Synovus stock target cut to $46 by Stephens, keeps rating

Published 21/04/2025, 12:32
Synovus stock target cut to $46 by Stephens, keeps rating

On Monday, Stephens analyst Russel Gunther revised the price target for Synovus Financial (NYSE:SNV) to $46.00, a decrease from the previous $52.00, while reaffirming an Equal Weight rating on the stock. The regional bank, currently valued at $5.75 billion, trades at an attractive P/E ratio of 11.4x. According to InvestingPro data, nine analysts have recently revised their earnings estimates upward for the upcoming period. Gunther’s analysis indicated that Synovus’ core pre-provision net revenue (PPNR) of $265.3 million surpassed consensus estimates by $0.07, driven by a stronger net interest income (NII), which contributed an additional $0.06. This uptick in NII helped to balance out a decline in fees, which detracted $0.04, and was further supported by a reduction in expenses that added $0.05 to the earnings. The company maintains a strong dividend yield of 3.78% and has consistently paid dividends for 52 consecutive years, demonstrating remarkable financial stability.

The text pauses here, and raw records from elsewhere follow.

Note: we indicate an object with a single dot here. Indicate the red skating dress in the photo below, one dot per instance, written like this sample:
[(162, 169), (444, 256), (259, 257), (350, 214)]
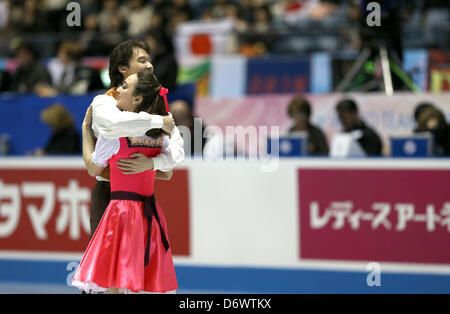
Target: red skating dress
[(120, 254)]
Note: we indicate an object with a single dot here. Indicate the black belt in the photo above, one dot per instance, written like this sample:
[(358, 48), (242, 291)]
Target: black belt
[(149, 211)]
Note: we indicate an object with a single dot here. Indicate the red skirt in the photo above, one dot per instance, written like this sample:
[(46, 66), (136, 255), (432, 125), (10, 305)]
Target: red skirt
[(115, 254)]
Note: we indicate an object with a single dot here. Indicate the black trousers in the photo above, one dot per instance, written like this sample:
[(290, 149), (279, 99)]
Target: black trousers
[(100, 197)]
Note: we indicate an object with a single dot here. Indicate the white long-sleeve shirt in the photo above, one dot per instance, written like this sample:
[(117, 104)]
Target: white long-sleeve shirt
[(110, 122)]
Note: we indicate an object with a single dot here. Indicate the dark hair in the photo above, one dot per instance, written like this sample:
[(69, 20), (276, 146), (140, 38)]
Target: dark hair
[(148, 87), (299, 104), (121, 55), (421, 108), (347, 105)]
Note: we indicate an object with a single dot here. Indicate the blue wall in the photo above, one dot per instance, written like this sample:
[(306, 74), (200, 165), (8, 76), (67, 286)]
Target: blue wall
[(20, 116), (208, 279)]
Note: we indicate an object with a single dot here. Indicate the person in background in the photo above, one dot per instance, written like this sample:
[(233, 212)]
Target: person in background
[(163, 58), (299, 110), (65, 138), (68, 74), (30, 72), (430, 119), (183, 116), (350, 119)]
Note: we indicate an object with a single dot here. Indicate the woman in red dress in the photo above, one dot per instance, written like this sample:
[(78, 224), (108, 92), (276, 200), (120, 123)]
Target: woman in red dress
[(130, 251)]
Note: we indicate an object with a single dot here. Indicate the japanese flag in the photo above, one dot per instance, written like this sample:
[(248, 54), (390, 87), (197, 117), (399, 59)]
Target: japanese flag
[(203, 38)]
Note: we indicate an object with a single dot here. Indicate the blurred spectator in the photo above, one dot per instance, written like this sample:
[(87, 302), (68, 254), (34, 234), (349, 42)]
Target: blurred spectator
[(5, 6), (417, 112), (29, 71), (65, 138), (262, 20), (351, 121), (300, 111), (137, 15), (232, 12), (69, 76), (184, 119), (109, 11), (29, 17), (430, 119), (219, 8), (183, 6), (163, 58)]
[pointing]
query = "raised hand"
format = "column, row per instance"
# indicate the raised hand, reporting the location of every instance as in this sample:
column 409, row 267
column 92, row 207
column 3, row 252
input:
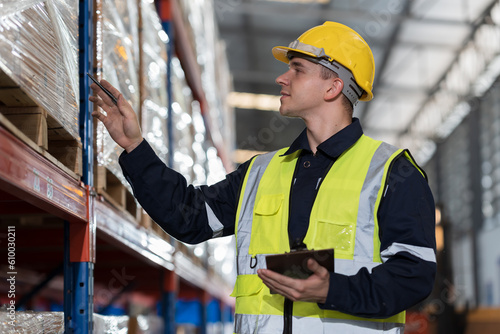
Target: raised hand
column 120, row 120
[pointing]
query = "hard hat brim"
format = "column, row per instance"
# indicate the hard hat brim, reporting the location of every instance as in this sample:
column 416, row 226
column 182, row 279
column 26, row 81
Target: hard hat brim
column 281, row 54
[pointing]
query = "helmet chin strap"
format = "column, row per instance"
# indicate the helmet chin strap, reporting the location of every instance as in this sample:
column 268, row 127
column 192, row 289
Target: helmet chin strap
column 351, row 90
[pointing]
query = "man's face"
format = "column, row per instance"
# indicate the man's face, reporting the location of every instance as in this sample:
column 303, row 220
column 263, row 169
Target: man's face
column 302, row 88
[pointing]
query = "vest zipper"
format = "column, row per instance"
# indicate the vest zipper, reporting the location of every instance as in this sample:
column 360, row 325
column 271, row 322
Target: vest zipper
column 287, row 316
column 317, row 189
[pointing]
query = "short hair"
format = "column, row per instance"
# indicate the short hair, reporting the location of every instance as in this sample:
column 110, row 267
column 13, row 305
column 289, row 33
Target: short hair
column 325, row 74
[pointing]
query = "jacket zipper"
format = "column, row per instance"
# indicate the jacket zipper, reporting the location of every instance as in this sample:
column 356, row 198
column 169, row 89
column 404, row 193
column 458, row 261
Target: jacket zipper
column 287, row 316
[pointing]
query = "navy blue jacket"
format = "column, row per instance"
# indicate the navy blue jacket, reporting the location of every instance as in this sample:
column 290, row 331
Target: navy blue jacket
column 406, row 216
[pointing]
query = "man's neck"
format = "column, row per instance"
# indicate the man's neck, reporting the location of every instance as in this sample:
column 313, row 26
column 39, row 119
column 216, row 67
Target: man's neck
column 319, row 131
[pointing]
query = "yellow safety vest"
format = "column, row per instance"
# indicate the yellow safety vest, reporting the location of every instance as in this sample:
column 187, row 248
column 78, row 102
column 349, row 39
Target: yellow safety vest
column 343, row 217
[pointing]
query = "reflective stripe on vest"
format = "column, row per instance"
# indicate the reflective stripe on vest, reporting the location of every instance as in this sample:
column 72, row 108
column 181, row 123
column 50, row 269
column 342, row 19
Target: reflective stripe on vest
column 355, row 183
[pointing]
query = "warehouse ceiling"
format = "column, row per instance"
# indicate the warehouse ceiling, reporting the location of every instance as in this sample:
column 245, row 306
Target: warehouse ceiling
column 414, row 44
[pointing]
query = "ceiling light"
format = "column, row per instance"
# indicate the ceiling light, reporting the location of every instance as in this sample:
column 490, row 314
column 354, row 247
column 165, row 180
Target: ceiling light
column 254, row 101
column 301, row 1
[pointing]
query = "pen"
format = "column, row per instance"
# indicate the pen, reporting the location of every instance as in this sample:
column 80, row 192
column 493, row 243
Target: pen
column 115, row 100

The updated guidance from Synovus included a lower high end of revenue expectations due to weaker fee income and a more constrained expense growth forecast. These adjustments led to a 1.2% increase in the projected PPNR for 2025 at the midpoint ranges. Despite these changes, the revised PPNR outlook remains approximately 1% below the midpoint of the new guidance. The analyst noted that a better-than-anticipated net interest margin (NIM) is projected to remain stable at current levels, even with the inclusion of four anticipated rate cuts in the guidance.

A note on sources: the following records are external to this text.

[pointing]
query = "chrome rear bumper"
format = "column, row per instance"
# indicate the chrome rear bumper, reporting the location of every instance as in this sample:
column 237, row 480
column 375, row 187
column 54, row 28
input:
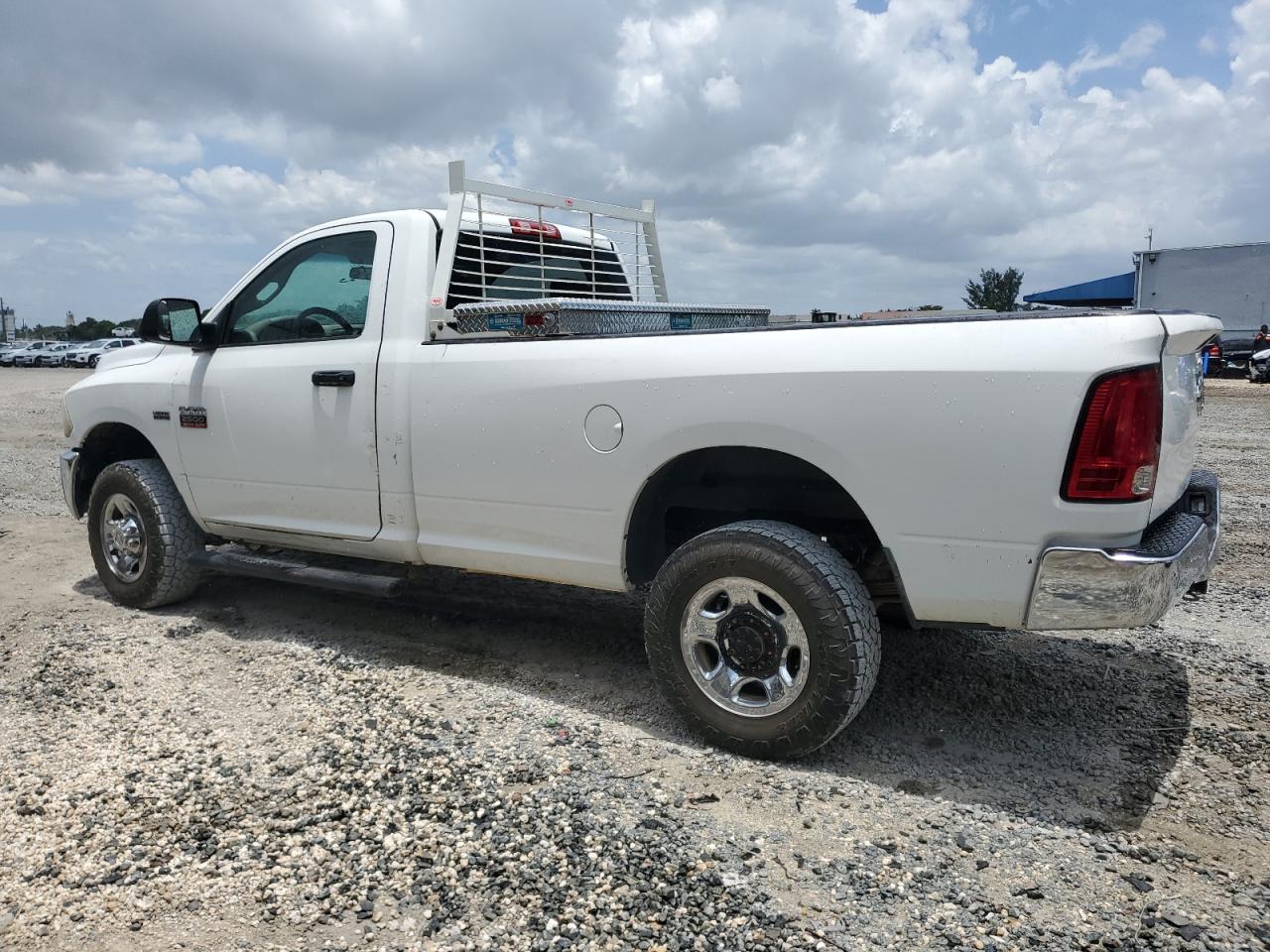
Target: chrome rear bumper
column 66, row 463
column 1127, row 588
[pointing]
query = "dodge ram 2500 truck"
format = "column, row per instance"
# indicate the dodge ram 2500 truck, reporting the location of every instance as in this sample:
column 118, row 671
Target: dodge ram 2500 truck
column 502, row 388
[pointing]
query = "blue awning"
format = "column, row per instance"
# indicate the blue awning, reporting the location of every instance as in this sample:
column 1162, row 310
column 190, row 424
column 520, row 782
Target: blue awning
column 1103, row 293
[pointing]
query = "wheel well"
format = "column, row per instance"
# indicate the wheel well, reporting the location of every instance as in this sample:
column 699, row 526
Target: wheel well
column 708, row 488
column 107, row 443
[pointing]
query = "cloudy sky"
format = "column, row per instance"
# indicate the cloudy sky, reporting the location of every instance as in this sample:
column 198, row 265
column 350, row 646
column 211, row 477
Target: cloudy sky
column 843, row 155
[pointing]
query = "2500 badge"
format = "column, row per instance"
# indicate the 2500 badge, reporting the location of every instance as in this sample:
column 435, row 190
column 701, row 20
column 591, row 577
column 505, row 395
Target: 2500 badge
column 193, row 417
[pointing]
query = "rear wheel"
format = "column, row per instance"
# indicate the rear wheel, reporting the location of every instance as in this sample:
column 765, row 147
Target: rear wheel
column 141, row 535
column 763, row 638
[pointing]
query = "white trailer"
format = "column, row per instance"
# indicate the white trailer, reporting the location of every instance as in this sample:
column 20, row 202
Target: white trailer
column 1230, row 282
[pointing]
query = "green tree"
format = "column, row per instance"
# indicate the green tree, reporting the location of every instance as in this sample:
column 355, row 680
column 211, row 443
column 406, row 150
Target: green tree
column 91, row 329
column 994, row 291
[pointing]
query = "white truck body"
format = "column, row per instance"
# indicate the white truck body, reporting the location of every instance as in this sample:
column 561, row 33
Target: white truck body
column 545, row 456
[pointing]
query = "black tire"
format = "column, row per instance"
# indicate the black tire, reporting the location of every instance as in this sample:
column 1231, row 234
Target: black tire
column 830, row 602
column 172, row 536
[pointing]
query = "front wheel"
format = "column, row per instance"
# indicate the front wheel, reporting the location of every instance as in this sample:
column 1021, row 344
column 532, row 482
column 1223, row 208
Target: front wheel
column 763, row 638
column 141, row 535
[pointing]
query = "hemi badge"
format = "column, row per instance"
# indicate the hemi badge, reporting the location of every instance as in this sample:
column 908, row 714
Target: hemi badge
column 193, row 417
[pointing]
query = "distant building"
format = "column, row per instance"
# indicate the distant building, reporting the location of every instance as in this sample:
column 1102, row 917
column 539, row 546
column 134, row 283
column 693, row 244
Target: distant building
column 896, row 315
column 1230, row 282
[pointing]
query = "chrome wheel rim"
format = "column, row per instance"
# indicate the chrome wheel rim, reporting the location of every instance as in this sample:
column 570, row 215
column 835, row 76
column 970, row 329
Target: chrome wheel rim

The lowered expense guidance is not expected to influence the company’s plans for hiring revenue producers. Gunther’s projections for 2025 now suggest a modest positive operating leverage. The analyst concluded by reiterating the 2026 estimates and related PPNR, while maintaining the Equal Weight rating for Synovus Financial. The adjustments reflect a careful consideration of various financial factors, including net interest income, fees, expenses, and net interest margin, as well as the broader economic conditions that could influence rate cuts and hiring strategies. InvestingPro analysis suggests the stock is currently undervalued, with additional insights available in the comprehensive Pro Research Report, which provides deep-dive analysis of 1,400+ top US stocks.

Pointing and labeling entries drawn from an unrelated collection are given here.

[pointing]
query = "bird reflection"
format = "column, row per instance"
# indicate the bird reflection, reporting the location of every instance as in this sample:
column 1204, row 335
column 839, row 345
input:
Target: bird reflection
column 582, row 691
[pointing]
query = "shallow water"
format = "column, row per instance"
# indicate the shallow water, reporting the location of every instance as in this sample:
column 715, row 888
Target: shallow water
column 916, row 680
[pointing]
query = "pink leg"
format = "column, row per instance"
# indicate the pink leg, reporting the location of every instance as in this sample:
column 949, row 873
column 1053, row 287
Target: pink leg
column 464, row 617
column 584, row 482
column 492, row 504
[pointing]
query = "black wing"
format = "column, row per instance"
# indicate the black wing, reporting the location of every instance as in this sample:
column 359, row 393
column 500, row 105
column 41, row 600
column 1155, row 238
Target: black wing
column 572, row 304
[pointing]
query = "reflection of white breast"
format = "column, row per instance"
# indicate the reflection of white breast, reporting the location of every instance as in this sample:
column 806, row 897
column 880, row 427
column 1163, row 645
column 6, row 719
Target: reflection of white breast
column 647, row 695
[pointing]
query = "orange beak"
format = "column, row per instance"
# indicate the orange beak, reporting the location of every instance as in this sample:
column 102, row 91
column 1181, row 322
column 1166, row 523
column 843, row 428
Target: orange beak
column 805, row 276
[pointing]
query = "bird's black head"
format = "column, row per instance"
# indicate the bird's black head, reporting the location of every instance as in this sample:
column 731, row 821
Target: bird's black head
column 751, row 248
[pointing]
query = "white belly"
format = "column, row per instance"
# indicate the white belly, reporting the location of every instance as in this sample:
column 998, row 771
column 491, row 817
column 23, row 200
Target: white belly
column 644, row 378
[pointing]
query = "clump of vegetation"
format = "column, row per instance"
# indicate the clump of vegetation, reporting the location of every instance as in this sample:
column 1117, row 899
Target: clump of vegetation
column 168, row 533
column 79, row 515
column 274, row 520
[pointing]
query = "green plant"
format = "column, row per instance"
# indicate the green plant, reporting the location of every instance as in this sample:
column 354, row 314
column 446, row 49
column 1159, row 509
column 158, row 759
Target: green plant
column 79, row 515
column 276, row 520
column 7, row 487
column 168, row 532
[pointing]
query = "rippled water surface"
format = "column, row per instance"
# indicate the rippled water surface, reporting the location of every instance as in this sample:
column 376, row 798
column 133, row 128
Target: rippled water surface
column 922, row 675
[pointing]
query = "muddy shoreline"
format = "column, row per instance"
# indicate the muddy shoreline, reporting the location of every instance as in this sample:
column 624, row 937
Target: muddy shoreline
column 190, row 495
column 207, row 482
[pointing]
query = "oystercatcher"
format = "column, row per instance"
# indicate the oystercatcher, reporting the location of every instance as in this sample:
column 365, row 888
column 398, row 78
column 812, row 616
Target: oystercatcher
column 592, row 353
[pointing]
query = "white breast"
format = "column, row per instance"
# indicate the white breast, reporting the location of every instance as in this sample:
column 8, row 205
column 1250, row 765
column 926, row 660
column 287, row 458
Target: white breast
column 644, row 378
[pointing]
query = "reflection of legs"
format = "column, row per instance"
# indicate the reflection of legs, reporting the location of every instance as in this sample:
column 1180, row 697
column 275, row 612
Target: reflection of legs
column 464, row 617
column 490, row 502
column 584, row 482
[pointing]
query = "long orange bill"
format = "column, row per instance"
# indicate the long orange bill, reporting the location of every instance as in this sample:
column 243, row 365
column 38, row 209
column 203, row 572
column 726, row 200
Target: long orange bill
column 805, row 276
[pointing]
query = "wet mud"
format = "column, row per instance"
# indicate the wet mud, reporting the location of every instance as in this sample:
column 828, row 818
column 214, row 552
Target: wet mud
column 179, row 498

In other recent news, Synovus Financial reported first-quarter 2025 earnings that surpassed expectations, with an earnings per share (EPS) of $1.30, exceeding the forecasted $1.12. Revenue also slightly exceeded projections, coming in at $570.9 million against a forecast of $569.42 million. The company’s net interest margin (NIM) increased by 9 basis points, surpassing forecasts. Analysts from BofA Securities responded by raising the price target for Synovus to $60, maintaining a Buy rating, while DA Davidson also maintained a Buy rating with a $65 price target. Both firms noted the company’s strong quarterly performance and improved credit metrics.

Synovus has adjusted its fiscal year 2025 expense guidance to an increase of 2%-4%, down from a previous forecast of 3%-7%, while maintaining revenue growth expectations between 3%-6%. The company reported a decrease in provisioning expenses, which contributed to the earnings beat. Additionally, Synovus saw a modest growth in end-of-period loans and a 3% increase in core deposits compared to the previous year. The bank’s allowance for credit losses ratio decreased by 3 basis points quarter-over-quarter, indicating improved credit health.

Synovus anticipates loan growth of 3%-5% for 2025 and expects core deposit growth in the same range. The company is preparing for potential economic challenges, including anticipated Federal Reserve rate cuts. Analysts have noted that the financial institution’s recent performance and guidance adjustments suggest a cautiously optimistic view of its growth trajectory and financial stability.